Vorbildlich für diese Verhaltensstudien war die ausgeprägte Bindung von Gänsen und Entlein an eine Mütterfigur, obwohl sie nicht von ihr ernährt wurden (vgl. Bowlby 2008, 19-20). Darin fühlte sich Bowlby ermutigt, dass das Verklebungsbedürfnis größer war als das Verlangen nach Essen. Er war als Physiotherapeut und Physiker nicht mit den Theorieüberlegungen der Psyche einverstanden, sondern wollte sie "empirisch erforschen und stärken" (Grossmann & Grossmann 2011, 14).

Zum ersten Mal hat sie in Uganda Felduntersuchungen an Müttern und ihren Kleinkindern durchgeführt und Ende der 1960er Jahre ein einheitliches Klassifizierungsverfahren, "die Fremdsituation ", entwickelt, mit dem der Zusammenhang zwischen Bindungs- und Erkundungsverhalten von Kleinkindern verdeutlicht werden konnte und das in vielen Folgeuntersuchungen angewendet wurde (vgl. Holmes 2002, 128 ff; vgl. Kapitel 4).

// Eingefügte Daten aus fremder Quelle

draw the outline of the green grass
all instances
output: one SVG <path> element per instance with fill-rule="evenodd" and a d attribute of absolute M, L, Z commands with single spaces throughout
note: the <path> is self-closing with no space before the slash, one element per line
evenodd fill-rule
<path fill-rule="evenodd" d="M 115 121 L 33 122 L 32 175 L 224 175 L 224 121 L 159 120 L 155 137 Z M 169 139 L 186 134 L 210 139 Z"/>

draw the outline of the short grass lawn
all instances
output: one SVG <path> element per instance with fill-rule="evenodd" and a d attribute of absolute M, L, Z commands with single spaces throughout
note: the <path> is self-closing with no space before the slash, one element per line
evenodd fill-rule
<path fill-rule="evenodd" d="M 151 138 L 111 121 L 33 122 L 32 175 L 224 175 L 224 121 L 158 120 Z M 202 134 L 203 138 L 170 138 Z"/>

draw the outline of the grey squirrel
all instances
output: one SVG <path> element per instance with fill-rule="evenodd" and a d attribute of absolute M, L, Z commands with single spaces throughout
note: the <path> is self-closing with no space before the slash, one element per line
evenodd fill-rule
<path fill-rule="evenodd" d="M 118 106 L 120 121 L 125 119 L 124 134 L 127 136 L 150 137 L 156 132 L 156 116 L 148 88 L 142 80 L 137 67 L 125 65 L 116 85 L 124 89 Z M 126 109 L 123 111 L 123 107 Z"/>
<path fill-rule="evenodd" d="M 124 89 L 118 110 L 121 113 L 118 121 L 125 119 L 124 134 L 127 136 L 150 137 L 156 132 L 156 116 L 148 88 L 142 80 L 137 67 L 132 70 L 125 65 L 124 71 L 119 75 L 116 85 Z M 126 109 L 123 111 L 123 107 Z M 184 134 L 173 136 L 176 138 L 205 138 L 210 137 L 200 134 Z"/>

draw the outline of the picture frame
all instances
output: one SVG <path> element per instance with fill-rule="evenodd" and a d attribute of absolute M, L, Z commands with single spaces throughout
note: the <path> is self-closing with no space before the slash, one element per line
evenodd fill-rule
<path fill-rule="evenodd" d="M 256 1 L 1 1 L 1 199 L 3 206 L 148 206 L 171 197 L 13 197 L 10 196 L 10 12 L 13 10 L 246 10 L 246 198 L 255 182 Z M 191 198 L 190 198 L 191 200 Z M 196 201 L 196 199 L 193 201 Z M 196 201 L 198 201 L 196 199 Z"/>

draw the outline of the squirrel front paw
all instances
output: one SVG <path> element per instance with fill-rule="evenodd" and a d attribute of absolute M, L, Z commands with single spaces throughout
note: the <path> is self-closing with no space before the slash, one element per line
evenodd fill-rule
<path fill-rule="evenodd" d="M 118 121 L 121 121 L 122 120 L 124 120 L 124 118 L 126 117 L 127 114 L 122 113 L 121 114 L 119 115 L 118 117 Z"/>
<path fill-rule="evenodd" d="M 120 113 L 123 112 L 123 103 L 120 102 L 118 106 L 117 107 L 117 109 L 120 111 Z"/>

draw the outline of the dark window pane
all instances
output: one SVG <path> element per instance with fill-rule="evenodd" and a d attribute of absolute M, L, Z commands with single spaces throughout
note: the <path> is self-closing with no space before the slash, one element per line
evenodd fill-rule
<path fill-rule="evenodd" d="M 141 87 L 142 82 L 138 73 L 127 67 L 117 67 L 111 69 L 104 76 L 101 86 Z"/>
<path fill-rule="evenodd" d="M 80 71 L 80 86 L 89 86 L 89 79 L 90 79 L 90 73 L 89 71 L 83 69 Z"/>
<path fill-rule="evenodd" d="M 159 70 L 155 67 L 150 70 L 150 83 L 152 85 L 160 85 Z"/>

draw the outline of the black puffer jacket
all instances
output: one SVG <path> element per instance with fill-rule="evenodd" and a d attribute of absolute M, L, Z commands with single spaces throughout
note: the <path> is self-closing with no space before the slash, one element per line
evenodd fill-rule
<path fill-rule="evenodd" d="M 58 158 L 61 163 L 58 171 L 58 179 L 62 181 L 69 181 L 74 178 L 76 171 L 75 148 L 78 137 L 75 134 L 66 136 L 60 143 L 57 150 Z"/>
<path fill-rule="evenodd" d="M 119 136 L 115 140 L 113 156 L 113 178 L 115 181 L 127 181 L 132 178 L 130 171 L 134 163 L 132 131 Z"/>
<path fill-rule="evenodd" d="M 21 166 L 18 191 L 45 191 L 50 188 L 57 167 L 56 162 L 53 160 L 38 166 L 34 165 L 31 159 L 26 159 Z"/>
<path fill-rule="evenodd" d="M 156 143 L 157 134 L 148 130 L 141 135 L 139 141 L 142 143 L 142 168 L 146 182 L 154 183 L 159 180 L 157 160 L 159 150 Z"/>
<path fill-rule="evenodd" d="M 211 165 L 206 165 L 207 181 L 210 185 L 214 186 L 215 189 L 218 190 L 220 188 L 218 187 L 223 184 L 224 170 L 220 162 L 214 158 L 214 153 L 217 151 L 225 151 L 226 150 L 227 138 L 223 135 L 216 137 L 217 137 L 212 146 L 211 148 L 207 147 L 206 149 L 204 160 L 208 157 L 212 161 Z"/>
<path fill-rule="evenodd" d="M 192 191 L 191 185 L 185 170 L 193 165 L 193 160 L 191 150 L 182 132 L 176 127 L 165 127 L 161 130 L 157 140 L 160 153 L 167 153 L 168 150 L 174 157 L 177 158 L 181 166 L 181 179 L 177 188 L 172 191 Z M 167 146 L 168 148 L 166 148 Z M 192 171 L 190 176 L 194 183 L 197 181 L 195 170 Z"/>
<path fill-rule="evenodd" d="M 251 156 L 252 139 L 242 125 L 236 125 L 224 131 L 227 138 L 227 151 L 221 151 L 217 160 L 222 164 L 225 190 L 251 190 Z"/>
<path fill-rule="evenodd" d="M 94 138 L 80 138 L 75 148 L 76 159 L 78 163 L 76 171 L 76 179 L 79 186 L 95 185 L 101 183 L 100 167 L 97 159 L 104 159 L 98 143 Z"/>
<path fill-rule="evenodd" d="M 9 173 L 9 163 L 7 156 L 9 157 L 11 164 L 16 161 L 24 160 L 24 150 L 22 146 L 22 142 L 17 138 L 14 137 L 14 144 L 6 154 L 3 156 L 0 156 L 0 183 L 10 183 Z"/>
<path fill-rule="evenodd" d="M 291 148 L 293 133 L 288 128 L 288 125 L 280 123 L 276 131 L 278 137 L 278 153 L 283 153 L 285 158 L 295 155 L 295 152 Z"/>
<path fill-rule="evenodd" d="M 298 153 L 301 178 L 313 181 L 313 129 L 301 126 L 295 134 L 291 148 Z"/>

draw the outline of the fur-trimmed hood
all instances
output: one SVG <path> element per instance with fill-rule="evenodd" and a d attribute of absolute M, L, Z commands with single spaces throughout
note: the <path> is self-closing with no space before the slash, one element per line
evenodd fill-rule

Das wechselseitig bestätigte Zusammenspiel von Bowlbys Bindungslehre und Ainsworths Bindeforschung war die unverzichtbare Basis für die moderne Entwicklungpsychologie zur immer differenzierteren Untersuchung von Bindeverhalten und -qualität (vgl. Großmann & Großmann 2011, 15). Was den Menschen bewegt, die Motive seiner Erfahrung, seines Umgangs, seines Tuns und letztendlich seiner Entfaltung, ist eine der Kernfragen jeder praxisorientierten Mentalität.

Beispielsweise unterstrich die Objektverwandtheorie die Bedeutung der Beziehung für die bestmögliche Entfaltung des kindlichen und selbstpsychologischen Verhaltens, narzisstische Selbstregulierung (vgl. Mertens 1997, 76-80). Für den Physiker und Gründer der Bonding-Theorie John Bowlby war der Bondinginstinkt ein entscheidender Motivationsmechanismus. Mit dem Abwenden vom freigeudschen Fahrkonzept wurde eine "Relativierung der Sinnhaftigkeit der Sexualität" markiert (Dornes 2008b, 51), eine Tendenz, die als eine der Ähnlichkeiten zwischen der Theorie der Bindung und der neuzeitlichen Psyche angesehen werden kann.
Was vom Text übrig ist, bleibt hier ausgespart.